Türkiye'nin sanayisinin gelişirken burada en önemli soru tüm enerji politikalarını ilgilendiren bir soru, ne pahasına o enerjiyi üretiyorsunuz, ve ürettiğiniz şey neye hizmet edecek? En önemli şey bu. Türkiye'de son 15 yıldan beri istatistiklere baktığımızda enerji harcamalarına baktığımızda, önemli kalkınmışlık endeks üretimine baktığınızda sanayi üretim ve tüketim ne olmuş? Artmış baktığınızda. Türkiye kendi sanayisinde üretemeyen bir ülke aslına bakarsanız. Sanayide tarımda elektrik üretimi düşmüş. Elektrikte tasarruflu ampül kullanın demekle tasarruf sağlanmıyor. Ticarethanelerde özellikle AVM'lerde bu tüketim çok fazla. Siz aslında tüketime yönelik bir enerji üretiyorsunuz. Herhangi bir AVM'nin ışıkları için Karaburun'daki zeytincinin zeytin üretimini kesiyorsunuz. Bunu yaptılar. Ve Karaburun'da rüzgar santralleri ile bunu yaptılar. Tamamen başıbozukluk var. Tek parametre rüzgar nerede iyiyse santrali orada kurarım mantığı var. Bu çok yanlış. Karaburun'da açılan davaları iptal ettirdik ama bunlar kolay olmuyor. Yargı süreçleri açısından çok büyük davalar kazandık. Ama bakınız sonuçlar ortada. Ciddi anlamda yerel insiyatiflerin birleşip Türkiye'de birleşmesi gerekiyor ki biz bir olalım. Dava hala devam ediyor. Sonu gelmiyor. İnsanlar sürekli yılıyor.

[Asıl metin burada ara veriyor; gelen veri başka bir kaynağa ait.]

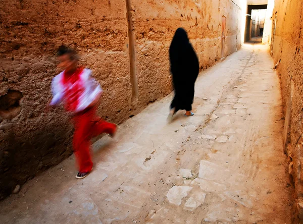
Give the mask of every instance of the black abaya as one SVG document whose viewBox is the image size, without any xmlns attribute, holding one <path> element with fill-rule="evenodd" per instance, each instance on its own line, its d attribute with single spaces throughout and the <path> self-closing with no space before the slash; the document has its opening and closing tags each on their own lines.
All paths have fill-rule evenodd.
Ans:
<svg viewBox="0 0 303 224">
<path fill-rule="evenodd" d="M 186 32 L 178 28 L 169 48 L 171 71 L 175 96 L 171 108 L 191 110 L 194 95 L 194 83 L 199 74 L 199 61 Z"/>
</svg>

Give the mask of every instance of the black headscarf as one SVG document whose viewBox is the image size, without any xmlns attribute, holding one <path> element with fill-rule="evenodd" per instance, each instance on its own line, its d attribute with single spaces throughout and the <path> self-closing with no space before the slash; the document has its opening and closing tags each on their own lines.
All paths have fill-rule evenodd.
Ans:
<svg viewBox="0 0 303 224">
<path fill-rule="evenodd" d="M 186 31 L 182 28 L 178 28 L 169 47 L 169 58 L 172 66 L 178 63 L 178 59 L 184 55 L 190 44 Z"/>
<path fill-rule="evenodd" d="M 199 73 L 199 61 L 183 28 L 178 28 L 175 33 L 169 48 L 169 59 L 175 89 L 171 107 L 175 107 L 175 111 L 191 110 L 194 83 Z"/>
</svg>

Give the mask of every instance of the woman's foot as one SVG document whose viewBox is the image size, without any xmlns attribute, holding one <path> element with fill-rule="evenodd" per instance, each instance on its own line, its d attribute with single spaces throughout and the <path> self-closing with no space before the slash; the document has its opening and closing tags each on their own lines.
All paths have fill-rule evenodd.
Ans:
<svg viewBox="0 0 303 224">
<path fill-rule="evenodd" d="M 191 111 L 187 111 L 187 110 L 186 110 L 186 113 L 184 115 L 184 116 L 185 116 L 185 117 L 190 117 L 190 116 L 192 116 L 194 114 L 193 114 Z"/>
<path fill-rule="evenodd" d="M 118 129 L 118 125 L 116 125 L 116 129 L 112 133 L 110 133 L 110 135 L 112 138 L 114 138 L 116 136 L 116 133 L 117 133 L 117 129 Z"/>
<path fill-rule="evenodd" d="M 172 108 L 169 111 L 169 114 L 168 115 L 168 117 L 167 117 L 167 122 L 170 123 L 173 120 L 173 117 L 175 114 L 175 108 Z"/>
</svg>

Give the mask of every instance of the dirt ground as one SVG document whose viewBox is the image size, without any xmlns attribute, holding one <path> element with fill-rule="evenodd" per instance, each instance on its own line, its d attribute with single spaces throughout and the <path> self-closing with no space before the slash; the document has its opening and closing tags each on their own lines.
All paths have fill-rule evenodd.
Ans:
<svg viewBox="0 0 303 224">
<path fill-rule="evenodd" d="M 202 72 L 195 115 L 166 123 L 171 94 L 0 203 L 2 223 L 290 223 L 279 79 L 268 46 L 246 44 Z"/>
</svg>

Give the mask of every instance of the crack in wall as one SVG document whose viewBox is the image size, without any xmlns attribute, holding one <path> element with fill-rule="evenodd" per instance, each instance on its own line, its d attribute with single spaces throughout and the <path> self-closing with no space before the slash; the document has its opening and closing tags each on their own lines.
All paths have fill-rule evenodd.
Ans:
<svg viewBox="0 0 303 224">
<path fill-rule="evenodd" d="M 125 0 L 126 6 L 126 17 L 128 28 L 129 68 L 130 72 L 130 83 L 131 85 L 132 101 L 138 97 L 138 79 L 137 77 L 137 66 L 135 49 L 135 36 L 133 27 L 133 18 L 131 11 L 131 0 Z"/>
</svg>

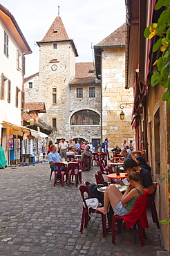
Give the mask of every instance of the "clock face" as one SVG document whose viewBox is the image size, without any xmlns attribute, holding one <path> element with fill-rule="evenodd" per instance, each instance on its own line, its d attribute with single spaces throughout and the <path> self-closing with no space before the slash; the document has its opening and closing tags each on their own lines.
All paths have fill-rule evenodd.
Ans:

ÇED süreci başladığında nasıl bir süreç devam ediyor?

ÇED süreci başlatılırsa bu iş kapalı kapılar ardında sonlandırılamayacak. Halka gidilmesi gerekiyor. Halkın görüşleri alınmak zorunda. Halka rağmen bu projeyi yürütmek kolay değil ve proje dosyasındaki genel geçer bilgilerden ziyade daha kapsamlı raporlar hazırlamak gerekiyor. 'ÇED' ya da 'ÇED Gerekli Değildir' kararı verilmemesi lazım.

Çevre politikamızda denge yok

-Bakıldığında çevre, ekonomiye tercih ediliyor gibi bir durum var. Ormanların RES (Rüzgar Enerji Santralleri)'ler nedeniyle kesilebildiği, daha çok enerji elde etmek için termik santrallerin kurulduğu, daha da kurulacağı gibi. Çevre ve Ekoloji Hareketi (ÇEHAV) avukatı olarak çevre politikasını nasıl değerlendiriyrosunuz?

Öncelikle bakıldığında devlet olarak nasıl bir çevre ve ekonomi politikası var, yani çevrenin korunmasıyla ekonomik gelişme birbiriyle nasıl dengeli yürütülebilir, buna bakılmalı. Aslına her devletin kendi yasaları çerçevesinde çevreyi koruyan kanunları var. Bizde de var ancak biz 'Kalkınmacı' bir modeli benimsemiş bir ülkeyiz. Bu model içerisinde öncelikler ekonomik gelişme üzerine hareket ediyor. Bunun olası çevresel zararlarını, çevreye etkilerini görmezden gelme anlayışı hakim. Türkiye'ye baktığımızda halkın çevreye katılımı zaten son derece sınırlı. En fazla Çevresel Etki Değerlendirme (ÇED) sürecinde yapılan bir iki bilgilendirme toplantısına katılabiliyor, bunlar da 'dostlar alışverişte görsün' şeklindeki toplantılar oluyor. Yoksa halka bu süreçlerde söz ve karar sahibi olma hakkı tanınmamıştır.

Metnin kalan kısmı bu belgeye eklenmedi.